Julie & Julia, Nora Ephron’s latest movie, is actually the story of three separate books. Combining Julia Child’s memoir “My Life in Paris” with Julie Powell’s memoir “Julie & Julia,” the story cuts back and forth between the two women’s lives.
Critics have said that the film lacked a uniting thread, since the two women never meet. But it’s right there, in all it’s glory- Julia Child (and Simone Beck)’s own opus, “Mastering the Art of French Cooking.” Even before Julia becomes involved in creating it, the book is there. We know that she’ll write it, and we know that it will help define her career. And through Julie’s project of completing all the recipes in the book within a year- it’s impossible to ignore The Book’s presence.

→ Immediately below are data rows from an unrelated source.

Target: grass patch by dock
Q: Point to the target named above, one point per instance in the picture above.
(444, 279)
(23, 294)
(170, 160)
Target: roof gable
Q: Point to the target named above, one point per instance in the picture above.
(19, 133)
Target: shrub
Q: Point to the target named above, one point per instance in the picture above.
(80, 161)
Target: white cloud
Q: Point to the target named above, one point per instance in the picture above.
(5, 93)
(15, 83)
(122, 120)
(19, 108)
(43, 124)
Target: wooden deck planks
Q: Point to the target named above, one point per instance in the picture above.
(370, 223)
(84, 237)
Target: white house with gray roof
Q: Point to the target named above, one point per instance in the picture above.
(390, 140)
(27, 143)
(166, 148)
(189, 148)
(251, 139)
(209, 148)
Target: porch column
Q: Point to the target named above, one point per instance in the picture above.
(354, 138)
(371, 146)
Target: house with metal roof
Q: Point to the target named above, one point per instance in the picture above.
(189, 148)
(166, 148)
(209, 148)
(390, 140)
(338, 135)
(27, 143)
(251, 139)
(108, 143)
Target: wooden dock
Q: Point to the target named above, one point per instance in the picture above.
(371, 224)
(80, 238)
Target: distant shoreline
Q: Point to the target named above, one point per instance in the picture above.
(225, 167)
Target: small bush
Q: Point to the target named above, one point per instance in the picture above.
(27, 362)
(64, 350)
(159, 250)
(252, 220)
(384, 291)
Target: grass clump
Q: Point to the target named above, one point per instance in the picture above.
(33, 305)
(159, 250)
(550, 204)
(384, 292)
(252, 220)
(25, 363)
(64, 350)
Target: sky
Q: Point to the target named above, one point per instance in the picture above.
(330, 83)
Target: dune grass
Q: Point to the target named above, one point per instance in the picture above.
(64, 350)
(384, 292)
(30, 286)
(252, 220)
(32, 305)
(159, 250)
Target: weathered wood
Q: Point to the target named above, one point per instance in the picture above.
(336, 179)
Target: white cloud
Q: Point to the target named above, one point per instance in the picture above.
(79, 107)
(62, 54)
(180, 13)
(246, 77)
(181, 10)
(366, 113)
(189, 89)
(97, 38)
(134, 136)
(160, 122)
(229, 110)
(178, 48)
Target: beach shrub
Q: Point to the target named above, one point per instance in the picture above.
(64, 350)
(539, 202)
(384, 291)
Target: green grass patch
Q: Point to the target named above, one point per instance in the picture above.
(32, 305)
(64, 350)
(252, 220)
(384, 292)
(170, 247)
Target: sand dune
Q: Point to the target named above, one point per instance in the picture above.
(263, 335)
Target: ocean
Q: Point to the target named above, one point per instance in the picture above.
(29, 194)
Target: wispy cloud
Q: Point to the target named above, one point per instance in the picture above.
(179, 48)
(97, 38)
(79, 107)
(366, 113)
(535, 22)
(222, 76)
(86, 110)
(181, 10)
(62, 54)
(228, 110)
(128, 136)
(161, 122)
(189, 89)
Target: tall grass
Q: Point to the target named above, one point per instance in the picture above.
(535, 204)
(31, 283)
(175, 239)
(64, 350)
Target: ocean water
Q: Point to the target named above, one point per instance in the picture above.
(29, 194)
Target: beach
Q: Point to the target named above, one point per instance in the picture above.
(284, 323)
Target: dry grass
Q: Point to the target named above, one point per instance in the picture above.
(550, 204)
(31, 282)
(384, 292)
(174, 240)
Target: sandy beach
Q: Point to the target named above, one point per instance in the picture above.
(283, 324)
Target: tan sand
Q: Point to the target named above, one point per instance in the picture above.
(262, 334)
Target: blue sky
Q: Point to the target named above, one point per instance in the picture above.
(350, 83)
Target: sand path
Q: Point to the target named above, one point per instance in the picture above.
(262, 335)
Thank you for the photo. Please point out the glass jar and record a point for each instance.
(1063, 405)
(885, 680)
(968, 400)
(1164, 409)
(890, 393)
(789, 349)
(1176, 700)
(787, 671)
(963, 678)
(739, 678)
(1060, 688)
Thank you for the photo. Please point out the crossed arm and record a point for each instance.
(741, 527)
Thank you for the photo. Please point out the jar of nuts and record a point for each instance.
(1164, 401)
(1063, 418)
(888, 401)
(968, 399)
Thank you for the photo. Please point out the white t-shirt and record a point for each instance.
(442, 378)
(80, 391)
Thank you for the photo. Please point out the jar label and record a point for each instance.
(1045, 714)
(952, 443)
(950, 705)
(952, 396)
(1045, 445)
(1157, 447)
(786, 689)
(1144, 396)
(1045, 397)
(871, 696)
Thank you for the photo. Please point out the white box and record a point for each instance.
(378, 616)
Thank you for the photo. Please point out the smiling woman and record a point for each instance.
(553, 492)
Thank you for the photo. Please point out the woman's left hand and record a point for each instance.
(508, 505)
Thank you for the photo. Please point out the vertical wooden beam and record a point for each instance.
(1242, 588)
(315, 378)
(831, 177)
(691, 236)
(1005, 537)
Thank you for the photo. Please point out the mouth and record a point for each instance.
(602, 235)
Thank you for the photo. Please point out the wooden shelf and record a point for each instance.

Meryl Streep gives another amazing performance as Julia Child, embodying her so fully that even when watching one of Child’s most famous television appearances being re-enacted by Streep, that it wasn’t jarring in my mind. Amy Adams, as Julie Powell, gives a terrific performance as well. Few articles have said much about the performance, save that they felt Powell was too self-absorbed to embrace as a heroine. Yet, that’s the point. Julie Powell, the real Julie Powell, has a reputation amongst the food community as being self-absorbed and not entirely personable.
That said, the movie is about two very different (and yet similar) women seeking to find themselves through food. Through plenty of beautifully prepared, gorgeously shot food.
As a food enthusiast, a fan of Julia (and Julie Powell’s blog), and as someone who enjoys movies, I highly recommend it.